A major limitation of any model-based SAE method is that if substantively important individual or area level covariates are excluded due to their unavailability, then the estimates will be imprecise. Another limitation of this and any other model-based SAE approach is that it is restricted by the availability of covariates common to both the survey and the auxiliary data. Furthermore, to avoid computational complexity in our model, we did not allow the effect of covariates on the outcome to vary across districts (random slope).

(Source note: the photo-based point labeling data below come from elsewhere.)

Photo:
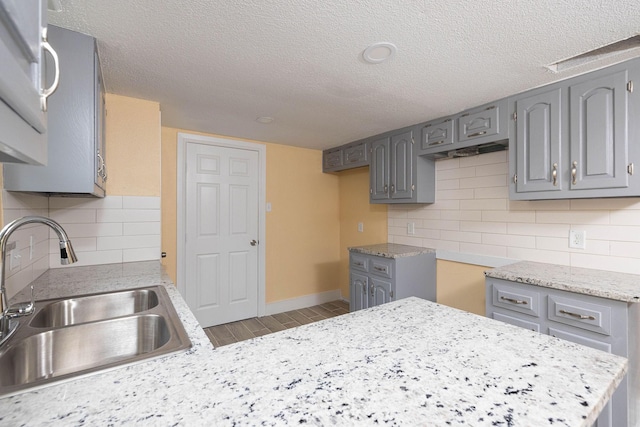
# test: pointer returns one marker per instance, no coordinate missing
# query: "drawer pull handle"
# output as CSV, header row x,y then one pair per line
x,y
513,300
577,315
476,134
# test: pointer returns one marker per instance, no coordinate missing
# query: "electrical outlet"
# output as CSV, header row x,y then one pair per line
x,y
577,239
411,228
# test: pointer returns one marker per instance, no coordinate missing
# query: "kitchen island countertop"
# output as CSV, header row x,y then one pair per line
x,y
410,362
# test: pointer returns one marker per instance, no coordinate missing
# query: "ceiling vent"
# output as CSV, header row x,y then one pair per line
x,y
612,49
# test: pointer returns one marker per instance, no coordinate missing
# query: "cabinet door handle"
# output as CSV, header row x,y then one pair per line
x,y
476,134
513,300
577,315
46,93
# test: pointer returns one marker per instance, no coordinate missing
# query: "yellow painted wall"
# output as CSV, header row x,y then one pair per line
x,y
461,286
355,208
133,146
302,230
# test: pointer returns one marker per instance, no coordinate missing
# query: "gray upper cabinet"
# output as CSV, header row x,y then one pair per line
x,y
397,174
76,159
23,117
484,124
598,133
539,136
487,124
572,139
349,156
436,135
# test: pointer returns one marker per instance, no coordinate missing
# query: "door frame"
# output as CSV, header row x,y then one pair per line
x,y
183,140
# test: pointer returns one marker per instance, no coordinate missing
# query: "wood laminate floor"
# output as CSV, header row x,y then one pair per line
x,y
230,333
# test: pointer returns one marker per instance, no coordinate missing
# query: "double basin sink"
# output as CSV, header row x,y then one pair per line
x,y
72,336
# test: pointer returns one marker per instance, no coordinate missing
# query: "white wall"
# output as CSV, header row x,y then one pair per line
x,y
103,231
473,215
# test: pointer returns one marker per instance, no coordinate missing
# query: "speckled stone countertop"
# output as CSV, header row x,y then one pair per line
x,y
599,283
391,250
409,362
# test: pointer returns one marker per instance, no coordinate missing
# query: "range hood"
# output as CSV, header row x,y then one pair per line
x,y
472,150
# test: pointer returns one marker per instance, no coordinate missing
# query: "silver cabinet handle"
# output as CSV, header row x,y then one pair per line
x,y
513,300
46,93
577,315
476,134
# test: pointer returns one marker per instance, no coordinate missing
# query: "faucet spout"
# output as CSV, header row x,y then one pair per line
x,y
67,256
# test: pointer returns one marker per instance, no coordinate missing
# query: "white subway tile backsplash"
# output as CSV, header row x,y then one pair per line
x,y
472,193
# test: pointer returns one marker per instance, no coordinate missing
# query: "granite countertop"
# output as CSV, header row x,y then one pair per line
x,y
408,362
391,250
599,283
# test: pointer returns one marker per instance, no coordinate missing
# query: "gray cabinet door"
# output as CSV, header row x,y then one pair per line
x,y
380,169
379,292
599,121
359,292
23,121
538,141
436,135
402,166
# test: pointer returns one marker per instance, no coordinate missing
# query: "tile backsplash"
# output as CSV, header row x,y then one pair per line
x,y
103,231
473,215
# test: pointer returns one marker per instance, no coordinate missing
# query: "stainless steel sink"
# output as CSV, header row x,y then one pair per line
x,y
84,309
79,335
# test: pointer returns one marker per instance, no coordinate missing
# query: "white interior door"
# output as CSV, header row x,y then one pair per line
x,y
221,232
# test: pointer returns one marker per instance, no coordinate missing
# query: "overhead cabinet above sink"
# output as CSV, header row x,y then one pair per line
x,y
76,131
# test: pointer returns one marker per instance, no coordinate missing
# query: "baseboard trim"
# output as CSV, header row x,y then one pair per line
x,y
302,302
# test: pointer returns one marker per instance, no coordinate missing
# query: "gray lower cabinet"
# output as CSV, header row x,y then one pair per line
x,y
76,132
375,280
397,174
600,323
23,116
573,139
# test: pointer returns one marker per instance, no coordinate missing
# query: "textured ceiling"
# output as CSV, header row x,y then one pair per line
x,y
217,65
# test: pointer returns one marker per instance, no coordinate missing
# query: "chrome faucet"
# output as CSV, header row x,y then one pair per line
x,y
8,324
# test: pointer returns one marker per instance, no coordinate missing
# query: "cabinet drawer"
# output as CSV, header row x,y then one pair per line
x,y
517,322
516,299
581,314
356,155
479,124
359,262
598,345
382,267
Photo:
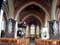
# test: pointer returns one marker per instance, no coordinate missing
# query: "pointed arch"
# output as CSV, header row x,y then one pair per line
x,y
34,16
19,11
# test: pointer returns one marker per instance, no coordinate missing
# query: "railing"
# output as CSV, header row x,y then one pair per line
x,y
11,41
47,42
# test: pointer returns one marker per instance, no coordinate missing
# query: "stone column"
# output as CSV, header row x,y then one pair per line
x,y
53,18
1,15
11,9
16,29
37,30
27,31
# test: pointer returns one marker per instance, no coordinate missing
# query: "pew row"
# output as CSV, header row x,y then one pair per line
x,y
11,41
47,42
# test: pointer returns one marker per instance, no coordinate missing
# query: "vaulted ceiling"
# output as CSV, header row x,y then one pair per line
x,y
45,3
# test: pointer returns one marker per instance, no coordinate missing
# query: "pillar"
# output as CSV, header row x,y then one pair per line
x,y
1,16
52,22
37,30
16,29
27,31
11,9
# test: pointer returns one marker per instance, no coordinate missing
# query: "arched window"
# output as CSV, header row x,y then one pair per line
x,y
32,29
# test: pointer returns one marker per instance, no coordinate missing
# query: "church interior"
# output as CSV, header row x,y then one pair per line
x,y
30,22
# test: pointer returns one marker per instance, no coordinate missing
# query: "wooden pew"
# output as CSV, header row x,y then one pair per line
x,y
47,42
12,41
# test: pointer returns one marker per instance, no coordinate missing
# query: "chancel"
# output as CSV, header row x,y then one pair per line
x,y
30,22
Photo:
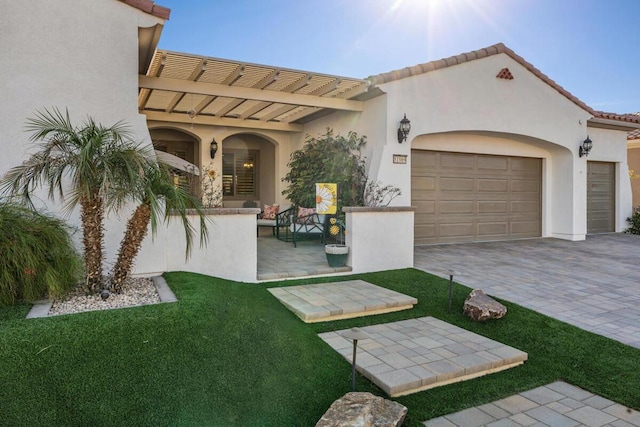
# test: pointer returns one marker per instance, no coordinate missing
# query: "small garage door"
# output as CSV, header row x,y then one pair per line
x,y
601,188
461,197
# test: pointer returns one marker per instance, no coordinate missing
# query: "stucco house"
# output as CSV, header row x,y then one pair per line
x,y
633,154
496,149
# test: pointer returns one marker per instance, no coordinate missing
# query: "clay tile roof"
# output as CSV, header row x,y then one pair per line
x,y
634,134
149,7
477,54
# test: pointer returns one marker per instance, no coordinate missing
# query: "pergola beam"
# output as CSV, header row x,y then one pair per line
x,y
221,121
213,89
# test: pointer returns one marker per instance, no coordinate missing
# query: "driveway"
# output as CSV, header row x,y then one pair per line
x,y
593,284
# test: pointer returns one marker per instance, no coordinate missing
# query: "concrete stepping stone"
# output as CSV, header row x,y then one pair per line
x,y
556,404
417,354
341,300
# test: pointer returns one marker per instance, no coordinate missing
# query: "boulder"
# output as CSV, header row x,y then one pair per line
x,y
363,410
479,306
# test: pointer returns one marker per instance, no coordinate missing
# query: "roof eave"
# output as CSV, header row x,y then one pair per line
x,y
615,124
149,7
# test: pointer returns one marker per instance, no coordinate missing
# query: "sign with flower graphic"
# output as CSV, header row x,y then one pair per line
x,y
326,198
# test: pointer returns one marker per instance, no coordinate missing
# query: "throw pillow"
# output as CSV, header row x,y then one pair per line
x,y
304,212
270,211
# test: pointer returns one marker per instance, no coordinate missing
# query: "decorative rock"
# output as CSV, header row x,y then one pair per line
x,y
363,410
480,307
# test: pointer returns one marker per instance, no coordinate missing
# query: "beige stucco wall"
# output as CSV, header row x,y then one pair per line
x,y
75,54
633,153
521,117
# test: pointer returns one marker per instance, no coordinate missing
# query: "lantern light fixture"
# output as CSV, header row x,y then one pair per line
x,y
213,148
585,148
403,129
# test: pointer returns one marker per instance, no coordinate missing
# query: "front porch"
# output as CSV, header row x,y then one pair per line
x,y
279,260
378,239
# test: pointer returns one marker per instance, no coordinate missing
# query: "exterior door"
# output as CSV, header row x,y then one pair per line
x,y
601,189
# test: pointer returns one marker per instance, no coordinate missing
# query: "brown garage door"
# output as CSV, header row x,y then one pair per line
x,y
601,187
463,197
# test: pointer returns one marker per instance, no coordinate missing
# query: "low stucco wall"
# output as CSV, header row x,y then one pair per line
x,y
231,252
379,238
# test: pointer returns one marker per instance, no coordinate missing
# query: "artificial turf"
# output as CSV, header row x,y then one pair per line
x,y
229,353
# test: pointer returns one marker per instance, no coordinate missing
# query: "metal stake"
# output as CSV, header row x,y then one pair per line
x,y
353,366
450,290
451,273
354,334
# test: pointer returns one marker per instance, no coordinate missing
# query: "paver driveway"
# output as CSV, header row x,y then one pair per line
x,y
593,284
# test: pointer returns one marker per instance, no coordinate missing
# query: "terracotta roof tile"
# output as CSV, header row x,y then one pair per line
x,y
630,118
483,53
149,7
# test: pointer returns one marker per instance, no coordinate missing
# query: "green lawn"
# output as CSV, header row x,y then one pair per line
x,y
228,354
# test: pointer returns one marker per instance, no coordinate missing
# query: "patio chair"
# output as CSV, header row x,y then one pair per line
x,y
306,227
281,220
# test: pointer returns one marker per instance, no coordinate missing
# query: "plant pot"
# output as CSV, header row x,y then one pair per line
x,y
336,255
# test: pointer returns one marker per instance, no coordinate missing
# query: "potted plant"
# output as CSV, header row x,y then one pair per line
x,y
337,252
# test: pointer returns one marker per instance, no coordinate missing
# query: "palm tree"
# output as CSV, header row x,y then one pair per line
x,y
157,195
90,165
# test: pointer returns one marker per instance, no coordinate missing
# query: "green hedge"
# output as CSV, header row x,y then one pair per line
x,y
38,258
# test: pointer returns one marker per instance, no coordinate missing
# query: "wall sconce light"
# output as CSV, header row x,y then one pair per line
x,y
354,334
213,148
585,147
403,129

There is no consensus on which SAE method provides the best estimates. The two main challenges of SAE are calculating the estimate with any level of precision given the small sample size at the small area level and estimating its standard or prediction error. The general framework used for SAE includes pooling data over time or geographical space, modeling complex structural relationships between the outcome variable and domain-specific covariates, and/or exploiting spatial correlation by modeling a spatial component (Srebotnjak et al., 2010). SAE methods borrow strength from related small areas sampled in a survey to find more precise estimates for a given small area or even for areas not sampled in the survey. This has led to the development of methods such as EBLUP, empirical Bayes (EB) and hierarchical Bayes (HB) estimation. These methods have a distinct edge over indirect synthetic methods in estimating more precise estimates (Ghosh and Rao, 1994). The EB approach is similar to EBLUP except that the prior distributions are estimated from the data, and then used in conjunction with the likelihood to obtain the posterior distributions of the random parameters. The main shortcoming of the EB estimates is that the variance does not take into account the uncertainty of the parameters, which are treated as known and derived from the data. The HB approach overcomes this shortcoming by using non-informative prior distributions of parameters in conjunction with the likelihood to obtain the posterior distributions of the random parameters. In recent years there has been an increased interest in the application of conditional autoregressive spatial models (that borrow strength from neighboring areas) and shared component spatial models (that models two outcomes simultaneously to overcome the problem of mean square error of sparse counts) to analyze areal-level data for mapping rare diseases or where many small areas have zero or very low expected disease counts (Earnest et al., 2010).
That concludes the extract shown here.